I have a compute bound kernel running on a GTX560Ti with it’s 8 SMs. Would an
upgrade to a GTX570 with it’s 15 SMs see an appropriate speed up the kernel
execution speed even though the GFLOPS(FMA) speeds are roughly similar?
The kernel is unavoidably heavy on float arithmetic (__expf() for example).

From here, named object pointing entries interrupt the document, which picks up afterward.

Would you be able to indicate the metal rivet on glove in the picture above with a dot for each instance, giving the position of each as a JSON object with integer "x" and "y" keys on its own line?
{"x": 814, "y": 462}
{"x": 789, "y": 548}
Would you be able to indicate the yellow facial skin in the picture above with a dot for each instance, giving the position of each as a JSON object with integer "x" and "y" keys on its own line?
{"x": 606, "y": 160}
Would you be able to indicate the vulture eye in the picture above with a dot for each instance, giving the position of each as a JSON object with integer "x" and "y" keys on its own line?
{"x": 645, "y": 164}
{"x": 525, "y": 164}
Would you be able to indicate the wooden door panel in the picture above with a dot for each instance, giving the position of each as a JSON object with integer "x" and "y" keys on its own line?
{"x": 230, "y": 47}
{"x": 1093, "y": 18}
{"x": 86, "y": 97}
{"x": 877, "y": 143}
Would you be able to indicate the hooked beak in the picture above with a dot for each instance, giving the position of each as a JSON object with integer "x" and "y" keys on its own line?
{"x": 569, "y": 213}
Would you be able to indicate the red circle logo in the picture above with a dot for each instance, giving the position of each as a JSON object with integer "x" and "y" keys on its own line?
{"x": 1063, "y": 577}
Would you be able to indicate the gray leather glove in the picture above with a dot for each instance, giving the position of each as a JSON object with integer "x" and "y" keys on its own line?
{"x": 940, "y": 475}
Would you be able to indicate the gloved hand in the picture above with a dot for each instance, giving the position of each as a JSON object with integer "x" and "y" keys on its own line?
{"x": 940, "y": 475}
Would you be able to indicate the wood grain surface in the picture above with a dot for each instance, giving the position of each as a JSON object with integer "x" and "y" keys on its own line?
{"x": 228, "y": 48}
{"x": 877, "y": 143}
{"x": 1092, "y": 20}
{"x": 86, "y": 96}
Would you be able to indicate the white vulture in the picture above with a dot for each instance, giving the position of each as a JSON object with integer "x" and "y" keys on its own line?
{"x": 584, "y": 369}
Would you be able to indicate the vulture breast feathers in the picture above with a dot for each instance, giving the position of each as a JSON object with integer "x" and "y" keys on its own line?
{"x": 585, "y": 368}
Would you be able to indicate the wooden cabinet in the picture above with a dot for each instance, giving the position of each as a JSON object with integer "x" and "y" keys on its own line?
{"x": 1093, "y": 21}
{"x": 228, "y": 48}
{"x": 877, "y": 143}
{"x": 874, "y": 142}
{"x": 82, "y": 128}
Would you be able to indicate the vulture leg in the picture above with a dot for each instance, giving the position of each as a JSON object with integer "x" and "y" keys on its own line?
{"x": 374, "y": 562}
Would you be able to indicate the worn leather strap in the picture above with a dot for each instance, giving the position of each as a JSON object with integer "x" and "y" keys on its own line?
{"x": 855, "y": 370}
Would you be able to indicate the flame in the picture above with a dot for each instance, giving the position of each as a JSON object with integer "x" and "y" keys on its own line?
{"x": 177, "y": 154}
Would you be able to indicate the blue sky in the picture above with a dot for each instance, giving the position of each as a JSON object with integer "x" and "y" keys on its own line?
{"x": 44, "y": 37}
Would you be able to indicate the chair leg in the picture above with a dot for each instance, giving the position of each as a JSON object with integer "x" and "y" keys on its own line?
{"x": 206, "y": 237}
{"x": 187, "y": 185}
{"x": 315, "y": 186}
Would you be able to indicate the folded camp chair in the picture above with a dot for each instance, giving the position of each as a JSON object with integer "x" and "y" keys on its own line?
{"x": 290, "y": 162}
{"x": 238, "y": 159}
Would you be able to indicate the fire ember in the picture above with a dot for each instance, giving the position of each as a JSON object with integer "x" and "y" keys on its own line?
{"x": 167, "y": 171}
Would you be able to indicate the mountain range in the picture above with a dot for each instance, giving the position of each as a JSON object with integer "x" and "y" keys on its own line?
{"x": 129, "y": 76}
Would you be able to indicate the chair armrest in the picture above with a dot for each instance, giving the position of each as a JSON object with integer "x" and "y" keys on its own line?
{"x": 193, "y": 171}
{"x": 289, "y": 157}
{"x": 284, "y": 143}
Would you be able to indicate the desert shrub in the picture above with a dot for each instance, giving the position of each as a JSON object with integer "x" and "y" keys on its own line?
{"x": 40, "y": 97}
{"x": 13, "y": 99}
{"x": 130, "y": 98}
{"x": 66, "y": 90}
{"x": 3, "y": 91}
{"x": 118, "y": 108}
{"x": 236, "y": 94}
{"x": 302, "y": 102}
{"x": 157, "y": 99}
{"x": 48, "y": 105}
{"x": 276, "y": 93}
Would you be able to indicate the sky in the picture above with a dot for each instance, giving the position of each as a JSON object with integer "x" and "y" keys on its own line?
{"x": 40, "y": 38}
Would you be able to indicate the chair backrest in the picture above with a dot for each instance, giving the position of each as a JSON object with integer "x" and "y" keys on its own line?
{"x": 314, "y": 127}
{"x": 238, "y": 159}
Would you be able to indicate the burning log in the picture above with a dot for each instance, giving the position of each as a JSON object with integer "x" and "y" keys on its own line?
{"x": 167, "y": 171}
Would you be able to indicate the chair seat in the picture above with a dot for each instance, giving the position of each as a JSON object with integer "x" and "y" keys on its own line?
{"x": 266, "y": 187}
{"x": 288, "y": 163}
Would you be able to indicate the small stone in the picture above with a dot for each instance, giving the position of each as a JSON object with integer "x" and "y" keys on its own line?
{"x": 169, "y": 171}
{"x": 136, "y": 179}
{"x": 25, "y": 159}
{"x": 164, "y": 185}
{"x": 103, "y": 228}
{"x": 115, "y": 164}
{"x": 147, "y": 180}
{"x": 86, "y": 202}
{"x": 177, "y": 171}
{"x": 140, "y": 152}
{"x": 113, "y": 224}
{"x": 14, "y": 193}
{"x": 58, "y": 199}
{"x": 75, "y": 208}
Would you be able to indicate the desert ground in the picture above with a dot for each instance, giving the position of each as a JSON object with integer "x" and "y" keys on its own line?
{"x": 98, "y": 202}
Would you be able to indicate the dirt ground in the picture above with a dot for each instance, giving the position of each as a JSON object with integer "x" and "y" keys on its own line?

This is difficult to say in general due to the different architectures. The GTX 560 Ti (compute capability 2.1) depends on instruction-level parallelism to feed its 48 “cores” (FPUs) from just 32 threads, while the GTX 570 (CC 2.0) has only 32 cores/FPUs per SM and thus runs better if only thread-level parallelism is available. So, all other things equal, a compute capability 2.0 device run CUDA code anywhere between 0% and 50% faster than a compute capability 2.1 device with the same number of cores. It really depends on the specific code.
If you want to try out your code on a compute capability 2.0 device, you might use a GPU instance on Amazon’s EC2.
I have a compute capability 2.0 device (A GTX 460) which has the same number of SMs as my 560. It’s speed is slower by approximately the ratios of the GFLOPS(FMA) values for the 460 and 560.
I therefore suspect the different compute capabilities won’t make any difference, as the kernel is tied up the floating point units.